Dem stimmt Katharina Fraiß, Vertreterin der Landwirtschaftskammer Wien, naturgemäß zu: “In Wien bewirtschaften über 170 Weinbaubetriebe rund 600 Hektar Rebfläche – etwa ein Drittel davon biologisch, was im österreichweiten Vergleich einen Spitzenwert darstellt.” Pro Jahr würden in Wien rund 2,3 Millionen Liter Wein gekeltert. Auch für die Touristendestination sei der Weinanbau ein Alleinstellungsmerkmal. Damit das so bleibt, hat die Stadt ihre Weingärten unter Schutz gestellt.
Wien und Wein: Diese Verbindung ist so alt wie die Stadt selbst. Bereits die Kelten und Römer pflanzten hier erste Weinreben. Auf römischem Fundament im Wiener Nobelvorort Döbling steht heute der Heurige “Mayer am Pfarrplatz”. Eine historische Adresse, wie Geschäftsführer Gerhard Lobner sagt, denn über dem Traditionsheurigen wohnte einst Ludwig van Beethoven.
Neben internationalen Sorten und den österreichischen Reben Zweigelt und Grüner Veltliner wird am Weingut auch der Wiener Gemischte Satz angebaut. Er gilt als Aushängeschild des lokalen Weinbaus. Das Besondere: In einem Weingarten wachsen verschiedene Rebsorten, die gemeinsam geerntet und zu Wein vergoren werden. “Das ist gleichzeitig das, was unsere Stadt ausmacht: Sie war von jeher ein Schmelztiegel von Westen, Osten, Süden und Norden”, so Lobner.
Ein Trend der vergangenen Jahre ist alkoholfreier Wein. Genauer: Wein, dem unter Vakuumdestillation Alkohol entzogen wird. Die jüngere Generation lebe bewusster, erzählt Lobner. Doch auch Weinenthusiasten schätzten die alkoholfreie Variante. Zugleich polarisiere das Thema wegen der CO2-Bilanz. Derzeit gibt es in Österreich noch keine entsprechende Produktionsanlage. Der Wein muss nach Deutschland und wieder zurück transportiert werden: Laut Lobner eine “Übergangslösung” – auf die man in naher Zukunft hoffentlich nicht mehr zurückgreifen müsse.

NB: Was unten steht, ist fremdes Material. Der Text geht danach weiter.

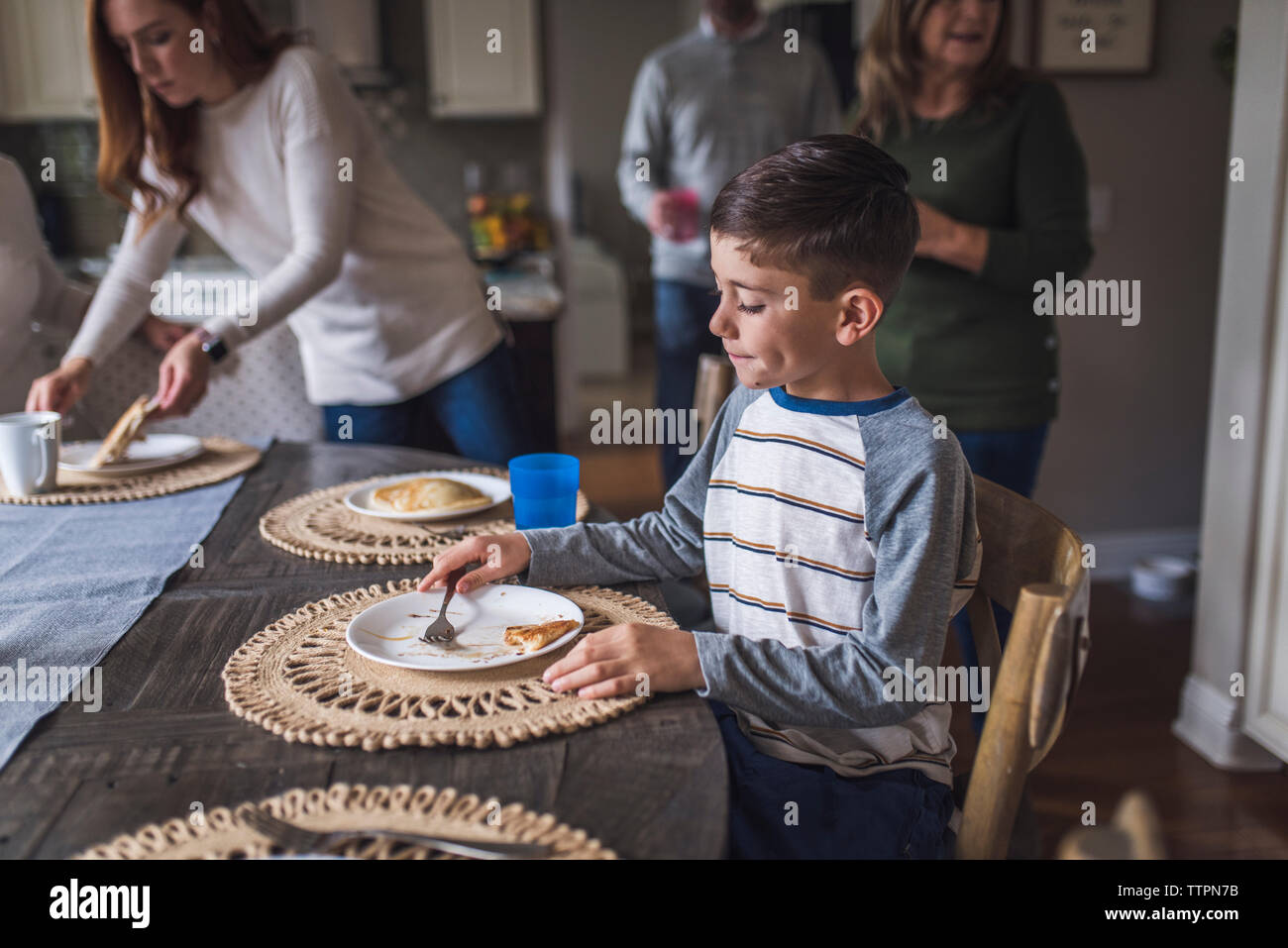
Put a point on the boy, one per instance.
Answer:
(835, 519)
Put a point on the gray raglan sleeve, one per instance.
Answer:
(918, 497)
(644, 136)
(661, 545)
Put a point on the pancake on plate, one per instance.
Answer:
(428, 496)
(532, 638)
(125, 430)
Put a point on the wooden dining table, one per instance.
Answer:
(651, 784)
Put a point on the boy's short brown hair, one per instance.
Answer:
(833, 207)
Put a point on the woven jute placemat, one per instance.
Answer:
(299, 679)
(320, 526)
(223, 833)
(222, 459)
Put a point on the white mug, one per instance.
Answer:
(29, 451)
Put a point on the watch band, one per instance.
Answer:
(213, 346)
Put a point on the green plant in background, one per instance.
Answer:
(1223, 52)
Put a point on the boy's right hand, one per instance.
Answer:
(60, 389)
(501, 554)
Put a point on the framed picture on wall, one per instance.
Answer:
(1094, 37)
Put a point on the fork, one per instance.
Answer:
(297, 839)
(442, 631)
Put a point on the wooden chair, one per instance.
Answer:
(1031, 567)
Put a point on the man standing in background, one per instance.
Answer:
(704, 107)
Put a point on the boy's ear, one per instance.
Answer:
(861, 311)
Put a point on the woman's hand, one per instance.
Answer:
(951, 241)
(664, 215)
(60, 389)
(501, 554)
(631, 659)
(183, 377)
(161, 335)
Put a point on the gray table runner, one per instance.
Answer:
(73, 578)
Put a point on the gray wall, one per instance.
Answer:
(601, 44)
(1127, 450)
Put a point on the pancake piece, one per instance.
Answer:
(428, 496)
(532, 638)
(125, 430)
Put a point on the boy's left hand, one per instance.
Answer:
(608, 662)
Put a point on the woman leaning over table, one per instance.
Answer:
(1001, 187)
(261, 143)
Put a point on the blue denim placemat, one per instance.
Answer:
(73, 578)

Weinbau heißt Veränderung. Das hat man auch am “Cobenzl” erkannt. Das Weingut befindet sich als Teil des städtischen Forst- und Landwirtschaftsbetriebs seit mehr 110 Jahren im Besitz der Stadt Wien. Dadurch kenne man auch die Probleme privater Winzer, erzählt Leiter Georg Königsbauer. Er erzählt von häufiger auftretenden Wetterextremen: “Ich kann mich an Ernten in meinen Kinderjahren erinnern, bei denen es neblig war bei zehn Grad. Heute müssen wir uns darauf einstellen, dass wir im September bei 30 Grad ernten.”